Flintrop lehnte noch immer am Kotflügel und rauchte.

Toppe kehrte ins Haus zurück.

«Gibt’s hier ein Telefon?», fragte er Schultz.

Der zeigte auf einen Wandapparat in der Küche. Toppe nahm den Hörer vorsichtig mit seinem Taschentuch und wählte Arend Bonhoeffers Privatnummer.

«Sofia? Hier ist Helmut. Ist Arend da? Gib ihn mir mal.»

Er wartete.

«Helmut? Schön, dass du anrufst.»

«Leider nur dienstlich. Ich habe hier einen Toten in Kleve. Könntest du jetzt gleich kommen und ihn dir ansehen?»

«Du meine Güte! Jetzt soll ich kommen? Mensch, ich habe gerade eine wunderbare Flasche Burgunder getrunken.»

«Ich kann dir einen Wagen schicken.»

Bonhoeffer seufzte tief. «Ist gut. Schick einen. Bis gleich.»

«Einen Wagen?», fragte Schultz, der die ganze Zeit in der Küchentür gestanden hatte.

«Ja, einen Wagen nach Warbeyen, Dr. Bonhoeffer.»

«Okay.»

Ackermann kam zurück. «Krankenwagen ist unterwegs.»

Gleich hinter ihm tauchte mit hochrotem Gesicht Berns auf. Er würdigte Toppe keines Blickes, sondern stürmte gleich durch zum Nebenzimmer.

Toppe zündete sich eine Zigarette an.

«Haben Sie keine Augen im Kopf?» Berns war zurückgekehrt und fasste ihn an der Schulter. «Das hier ist doch wohl eindeutig was für Stachorski aus dem 2. K., Rauschisch und Sitte.»

Toppe sah ihn nur stumm an, und so schlurfte er schließlich ins Zimmer zurück und öffnete seine Tasche.

Ackermann hatte die Hände hinter dem Rücken verschränkt und schnupperte an den Weinflaschen.

Schultz kam in die Küche zurück. «Wagen ist unterwegs.»

«Gut», erwiderte Toppe und trat in den Durchgang. «Herr Berns, ich möchte hier alles supergenau haben, jedes Glas, jeden Teller, eben alles.»

Berns drehte sich nicht zu ihm um, aber man konnte sehen, wie sich seine Schultern strafften. «Na, dann sehen Sie mal zu, dass ich hier ein bisschen Hilfe kriege, Herr Toppe.»

Toppe wandte sich wieder um zu Schultz.

«Wer wohnt sonst noch im Haus?»

«Keiner. Die obere Wohnung ist leer.»

«Ist der Mann bei euch bekannt? Drogenszene vielleicht?»

«Nein, mit dem hatte ich bis jetzt noch nichts zu tun. Aber ein paar von seinen Nachbarn hier kennen wir recht gut.»


Arend Bonhoeffer kam um zwanzig nach zehn. Er mochte es gar nicht, wenn man ihn beim Weintrinken störte, und seine Laune war entsprechend gedämpft.

Toppe hatte sich inzwischen umgesehen.

Der Tote war Bassist gewesen. Es gab einen Kontrabass und einen E-Bass, beides sorgsam gepflegt und poliert, und stapelweise Noten, Programmhefte, Plakate, Zeitungsausschnitte, die bewiesen, dass er zumindest zeitweise in nicht ganz unbekannten Jazzformationen mitgespielt hatte.

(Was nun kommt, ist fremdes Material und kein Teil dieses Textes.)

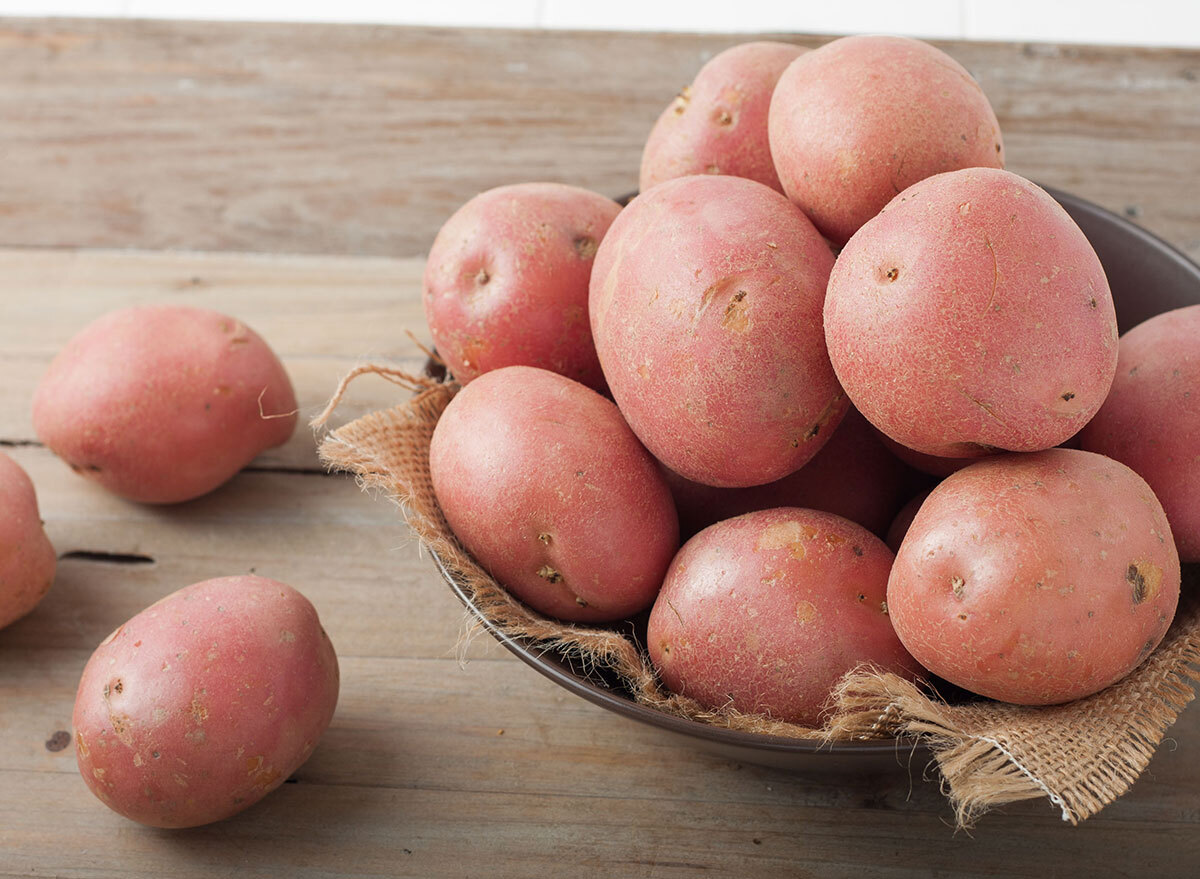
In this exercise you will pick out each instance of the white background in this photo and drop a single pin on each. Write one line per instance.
(1147, 23)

Ein paar Briefe und Fotos gab es, alles wenig aufschlussreich. Die gesamte Bibliothek bestand aus zwei verschiedenen ‹Real Books› sowie Jazz-Noten, einigen sozialpädagogischen und psychologischen Fachbüchern, Patrick Süskinds ‹Parfum› und einer Anzahl amerikanischer Kriminalromane, wobei Mickey Spillane über Gebühr vertreten war.

«Viel kann ich dir noch nicht sagen, Helmut.» Bonhoeffer streifte die Latexhandschuhe ab. «Die ungefähre Todeszeit dürfte zwischen 15 und 20 Uhr liegen.»

«Und die Todesursache?», fragte Toppe.

«Da möchte ich mich noch nicht festlegen.»

«Keine Überdosis?»

«Ich bin nicht sicher. Da passt so einiges nicht zusammen. Ich möchte eigentlich am liebsten sofort eine Obduktion machen. Könnte sein, dass es eilt. Kannst du den Staatsanwalt anrufen und zusehen, dass das klargeht?»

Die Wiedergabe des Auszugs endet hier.